Primeiramente, fique aqui claro que há uma primazia, uma excelência da vida espiritual em relação ao apostolado e, por isso mesmo, o segundo só colherá frutos de verdadeira conversão, na medida em que estiver enraizado em uma fecunda vida interior. Nosso Senhor nos afirma isso categoricamente na passagem da videira verdadeira: “Eu sou a videira; vocês são os ramos. Se alguém permanecer em mim e eu nele, esse dará muito fruto; pois sem mim vocês não podem fazer coisa alguma”[9].


Em segundo lugar, não nos esqueçamos que, da mesma forma que o Senhor foi extremamente paciente com o seu povo na história da salvação – revelando-se de modo progressivo até a vinda do Messias na plenitude dos tempos[10]–, também nós em nossa atividade pastoral devemos buscar entender que há um caminho a ser trilhado com qualquer pessoa que seja, assim como o Senhor caminha pacientemente conosco, suportando nossas infidelidades. Isso não deve servir de apoio para uma vida estagnada, mas sim de trampolim para levantar-se após as quedas e tribulações da vida presente.


Tendo dito isso, é necessário ressaltar ainda que há um pilar duplo no apostolado cristão que não deve incorrer em cisão, e este é a relação entre verdade e caridade. De um lado – sobretudo por um relativismo ditatorial em que vivemos – é comum nos depararmos com mensagens que desejam deixar de lado a verdade com o intuito de trazer uma pretensa felicidade às pessoas. Aqui, com um ceticismo enorme sobre as verdades objetivas, se faz crescer sempre mais uma vida desprendida da realidade, argumentando-se por uma falsa caridade. De outro lado, como um movimento de “ação-reação”, há aqueles que desejam gritar as verdades de fé se utilizando de instrumentos ou de modos completamente destoantes da caridade cristã. É compreensível que essa equação nem sempre seja fácil de alcançar; porém, uma vez que crescemos em consciência, é preciso que não abramos mão, nem da verdade, nem da caridade.

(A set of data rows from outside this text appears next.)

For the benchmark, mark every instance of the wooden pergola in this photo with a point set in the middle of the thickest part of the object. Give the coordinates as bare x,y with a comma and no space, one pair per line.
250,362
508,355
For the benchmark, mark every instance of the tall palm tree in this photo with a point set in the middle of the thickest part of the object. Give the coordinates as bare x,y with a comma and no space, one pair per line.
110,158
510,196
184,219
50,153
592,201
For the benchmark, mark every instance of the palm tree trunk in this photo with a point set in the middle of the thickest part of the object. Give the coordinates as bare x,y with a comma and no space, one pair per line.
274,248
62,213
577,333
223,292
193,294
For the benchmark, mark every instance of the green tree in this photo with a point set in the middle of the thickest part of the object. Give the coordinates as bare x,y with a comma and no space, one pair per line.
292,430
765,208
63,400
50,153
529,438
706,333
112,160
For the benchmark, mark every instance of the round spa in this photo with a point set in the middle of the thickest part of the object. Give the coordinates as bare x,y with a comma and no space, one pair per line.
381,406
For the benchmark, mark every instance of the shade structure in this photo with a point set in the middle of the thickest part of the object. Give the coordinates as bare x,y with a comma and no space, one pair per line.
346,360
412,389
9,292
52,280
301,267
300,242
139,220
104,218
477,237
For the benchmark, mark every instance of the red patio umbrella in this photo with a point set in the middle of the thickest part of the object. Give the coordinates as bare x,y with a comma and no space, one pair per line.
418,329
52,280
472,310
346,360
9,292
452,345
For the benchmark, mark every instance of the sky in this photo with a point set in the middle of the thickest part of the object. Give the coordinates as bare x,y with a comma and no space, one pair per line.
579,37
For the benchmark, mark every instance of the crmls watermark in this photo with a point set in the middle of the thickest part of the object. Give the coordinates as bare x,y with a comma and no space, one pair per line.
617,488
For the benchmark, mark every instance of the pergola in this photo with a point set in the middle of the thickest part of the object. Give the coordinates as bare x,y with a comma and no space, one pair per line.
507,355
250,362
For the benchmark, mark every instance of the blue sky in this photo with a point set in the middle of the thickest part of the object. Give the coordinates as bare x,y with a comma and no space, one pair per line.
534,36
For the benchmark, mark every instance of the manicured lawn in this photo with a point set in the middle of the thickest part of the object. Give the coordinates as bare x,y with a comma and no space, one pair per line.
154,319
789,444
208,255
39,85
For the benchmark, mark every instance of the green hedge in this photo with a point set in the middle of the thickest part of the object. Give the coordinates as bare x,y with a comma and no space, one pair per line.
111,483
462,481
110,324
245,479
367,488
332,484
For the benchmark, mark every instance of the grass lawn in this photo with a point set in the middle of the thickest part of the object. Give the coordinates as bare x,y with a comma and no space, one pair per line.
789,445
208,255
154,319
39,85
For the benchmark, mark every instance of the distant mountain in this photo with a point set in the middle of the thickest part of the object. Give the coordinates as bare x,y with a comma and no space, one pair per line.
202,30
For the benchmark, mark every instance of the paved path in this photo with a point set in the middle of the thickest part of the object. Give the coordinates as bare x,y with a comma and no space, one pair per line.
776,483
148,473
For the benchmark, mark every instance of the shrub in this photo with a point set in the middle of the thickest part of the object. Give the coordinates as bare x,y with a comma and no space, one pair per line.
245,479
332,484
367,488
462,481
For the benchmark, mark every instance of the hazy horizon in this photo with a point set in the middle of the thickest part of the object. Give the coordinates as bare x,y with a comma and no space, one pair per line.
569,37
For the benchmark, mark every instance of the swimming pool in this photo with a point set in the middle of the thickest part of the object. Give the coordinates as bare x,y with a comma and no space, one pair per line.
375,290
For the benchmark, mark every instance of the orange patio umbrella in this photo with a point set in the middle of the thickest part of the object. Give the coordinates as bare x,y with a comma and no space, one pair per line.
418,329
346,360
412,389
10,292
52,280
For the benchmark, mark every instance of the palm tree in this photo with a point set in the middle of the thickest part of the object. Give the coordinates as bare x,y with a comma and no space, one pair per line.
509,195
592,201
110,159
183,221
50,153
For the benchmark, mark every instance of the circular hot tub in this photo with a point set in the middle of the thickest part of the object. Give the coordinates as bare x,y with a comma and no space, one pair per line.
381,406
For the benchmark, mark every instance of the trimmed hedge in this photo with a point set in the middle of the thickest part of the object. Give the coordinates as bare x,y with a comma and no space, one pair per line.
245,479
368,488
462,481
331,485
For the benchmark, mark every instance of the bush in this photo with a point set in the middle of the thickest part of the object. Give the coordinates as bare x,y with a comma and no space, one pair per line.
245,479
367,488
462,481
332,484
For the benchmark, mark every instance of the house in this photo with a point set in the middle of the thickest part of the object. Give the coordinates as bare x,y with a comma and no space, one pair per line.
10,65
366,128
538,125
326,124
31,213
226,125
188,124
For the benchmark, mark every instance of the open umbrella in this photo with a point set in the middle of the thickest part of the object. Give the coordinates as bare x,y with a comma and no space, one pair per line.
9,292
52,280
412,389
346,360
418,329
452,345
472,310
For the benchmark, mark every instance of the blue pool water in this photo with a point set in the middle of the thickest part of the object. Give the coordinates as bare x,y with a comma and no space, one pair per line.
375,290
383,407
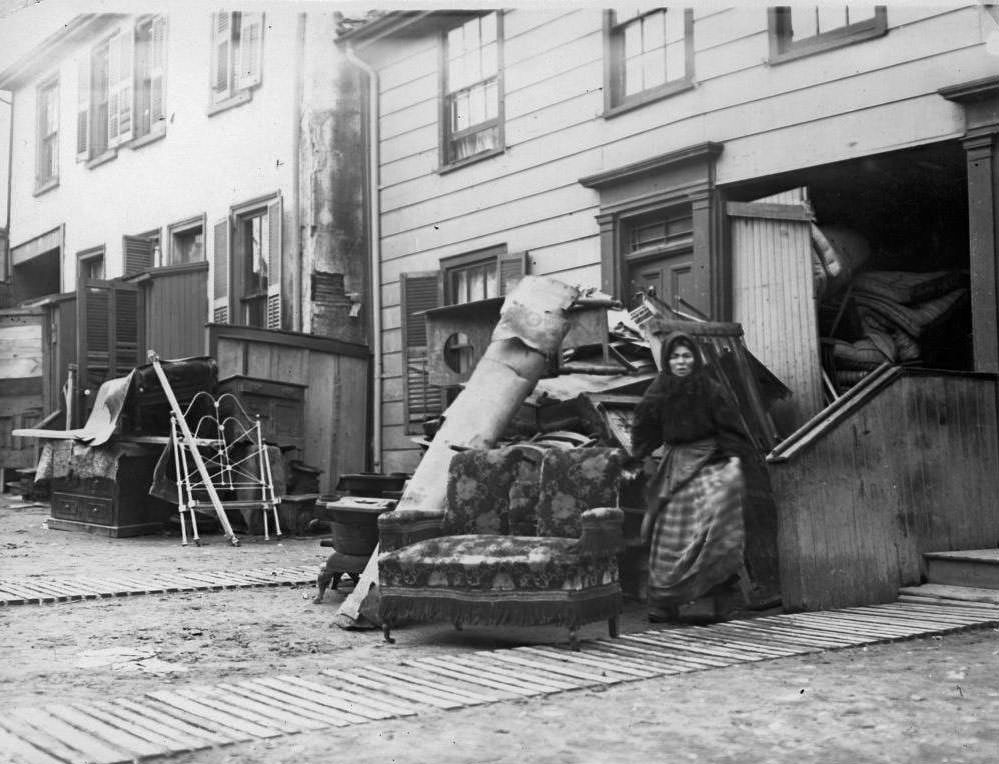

Com esses elementos desenvolvidos, podemos aqui voltar a afirmar aquilo que já foi prescrito como o objetivo das palavras deste texto: não pode haver uma contradição entre um verdadeiro, real e fecundo trabalho pastoral e a vida sacramental, ao mesmo tempo, não há vida sacramental frutuosa que não desperte o cristão para o apostolado.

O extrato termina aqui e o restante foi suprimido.